I nearly threw the phone into the stacks. Instead, I typed.
Céline :What is the most important question?
The dots appeared. Disappeared. Appeared again. Then finally:
Vincent:Why did Katherine choose that hypothesis?
I looked back at the proposal. Cells do not merely endure stress; under repeated pressure, they learn to organize survival around it. The sentence sat there, quiet and devastating. For the first time, I wondered whether Katherine had been writing only about cells. My throat tightened. Another message came.
Vincent:Ask that, and you might understand the work.
I hated him. I hated that he was right. I closed the laptop slowly and sat in the darkening library with the rain sliding down the windows, Katherine’s sentence glowing faintly on the screen until it vanished. Then I opened the document again and typed one question at the top.
Why did Katherine write this?
I had no answer for Katherine’s state of mind.
I sat there a little longer, fingers tracing the edge of the laptop, thinking about the sketchbook I used to keep hidden under my bed back in the cottage. Pages filled with quick drawings of the cliffs, of Miss Astoria sleeping in sunbeams, of my mother’s hands folding laundry. Poor girls like me could not afford to be artists. We needed something practical.
Something that would open doors instead of closing them. Biology had seemed safe then. Stable. The kind of future that would make my mother stop worrying about rent and groceries and whether the next gust of wind would blow everything away.
Now it felt like the heaviest cage I had ever stepped into willingly.
I packed my things and walked back through the rain toward the dorm, Katherine’s words still echoing in my head and the taste of Vincent’s blood still faint on my tongue.
24
Vincent
I had read her question document three times before I finally reached my apartment from work.
The pages were messy and defensive, full of gaps she should have been ashamed to show anyone. She had written down basic terms beside question marks, copied phrases from Katherine’s proposal into the margins, and made small notes to herself in language so blunt it made me smile.
Look this up properly. Ask what pathway actually means here. Don’t ask him this, he’ll be smug.
That last one had been underlined twice.
The rain followed me from Westgrave to the garage and then into the elevator, clinging to my coat and darkening the cuffs of my sleeves.

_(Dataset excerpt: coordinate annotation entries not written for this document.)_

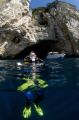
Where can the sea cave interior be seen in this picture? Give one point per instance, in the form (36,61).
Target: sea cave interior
(41,49)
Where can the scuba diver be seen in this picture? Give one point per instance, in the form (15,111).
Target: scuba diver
(33,97)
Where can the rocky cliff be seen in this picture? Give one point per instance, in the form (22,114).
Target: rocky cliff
(55,27)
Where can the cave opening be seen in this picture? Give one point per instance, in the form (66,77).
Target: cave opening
(41,49)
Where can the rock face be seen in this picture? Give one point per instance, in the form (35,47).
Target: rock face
(58,24)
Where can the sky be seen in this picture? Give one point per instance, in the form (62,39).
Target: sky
(42,3)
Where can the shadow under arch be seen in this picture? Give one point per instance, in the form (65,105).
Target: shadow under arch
(41,49)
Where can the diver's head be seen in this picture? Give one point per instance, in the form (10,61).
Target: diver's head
(32,56)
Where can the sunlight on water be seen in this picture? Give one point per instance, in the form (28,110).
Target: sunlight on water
(41,92)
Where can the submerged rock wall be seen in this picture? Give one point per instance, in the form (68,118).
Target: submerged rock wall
(20,28)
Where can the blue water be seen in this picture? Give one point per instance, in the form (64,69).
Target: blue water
(60,83)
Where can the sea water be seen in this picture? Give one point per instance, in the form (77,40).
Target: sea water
(58,78)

Blackwater had a talent for making weather feel deeply depressing. I always hated the perpetual rain; it was rare to get a single sunny day.
My apartment sat on the top floor of an old converted building near the cliffs, close enough to Bellamont that I could see the highest towers from the east-facing windows when the weather was clear. It had been built for some shipping family before shipping families became donors and donors became plaques on university walls. Now the building housed professors, visiting fellows, and the occasional divorced financier who wanted ocean views without enduring conversation with actual neighbours.

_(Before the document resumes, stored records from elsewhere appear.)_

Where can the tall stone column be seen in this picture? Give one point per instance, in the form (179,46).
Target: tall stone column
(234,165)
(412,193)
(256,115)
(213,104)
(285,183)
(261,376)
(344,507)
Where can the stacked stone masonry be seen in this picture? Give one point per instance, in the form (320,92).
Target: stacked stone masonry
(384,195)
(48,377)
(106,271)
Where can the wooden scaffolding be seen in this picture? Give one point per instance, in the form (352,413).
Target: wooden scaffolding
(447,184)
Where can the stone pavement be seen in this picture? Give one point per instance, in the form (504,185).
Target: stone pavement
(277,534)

I had chosen it because it was quiet; that had once been enough.
The apartment opened into a long living room with dark wood floors, tall windows, and shelves built into the walls from floor to ceiling. The furniture was expensive but not decorative, selected for usefulness, proportion, and the absence of unnecessary softness. A black leather sofa faced the fireplace. A long table near the window held stacks of papers, two open books, and the laptop where Céline’s document still glowed faintly in the shared folder.

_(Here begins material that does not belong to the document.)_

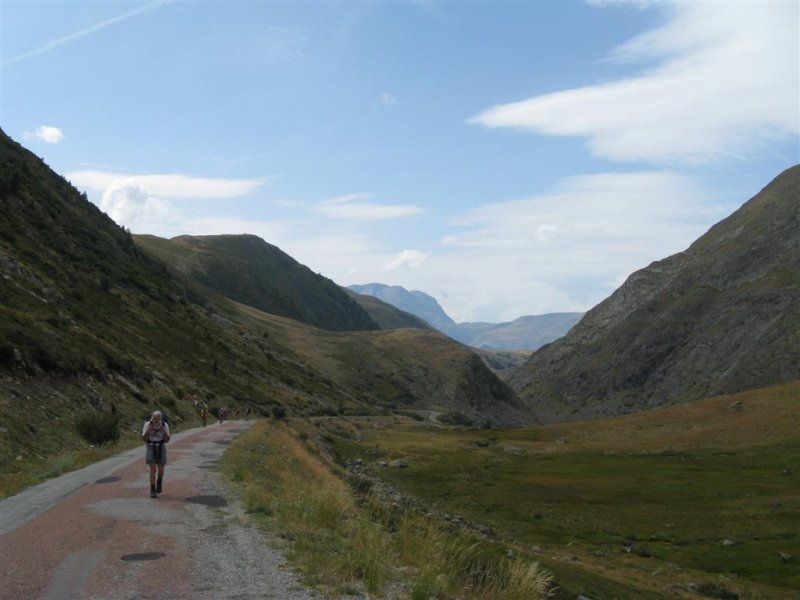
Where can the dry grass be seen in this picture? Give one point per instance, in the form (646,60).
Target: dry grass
(343,540)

It should have felt peaceful. Instead, when I removed my coat and hung it beside the door, the apartment felt wrong. Nothing had been moved or touched or warmed. No ridiculous white cat screamed in the hallway. No damp coat lay over the back of a chair because its owner had been too angry to hang it properly. No expensive perfume lingered beneath the colder scent of rain. No girl stood in the middle of the room pretending she had not come because she wanted to, eyes sharp with fury and mouth still remembering mine.
The apartment was exactly as I had left it. And for the first time in years, that irritated me.
I loosened my tie and walked to the windows. Beyond the glass, Blackwater disappeared into rain and darkness; the harbour lights blurred below, Bellamont’s silhouette barelyvisible through the storm. Somewhere on campus, Céline was probably walking back to her dorm with her laptop pressed against her side, Katherine’s work lodged somewhere under her ribs where it would not let her rest.
Why did Katherine write this?
A better question than she knew.
I had expected shame to make her defensive. It had.
I had expected humiliation to sharpen her. It did.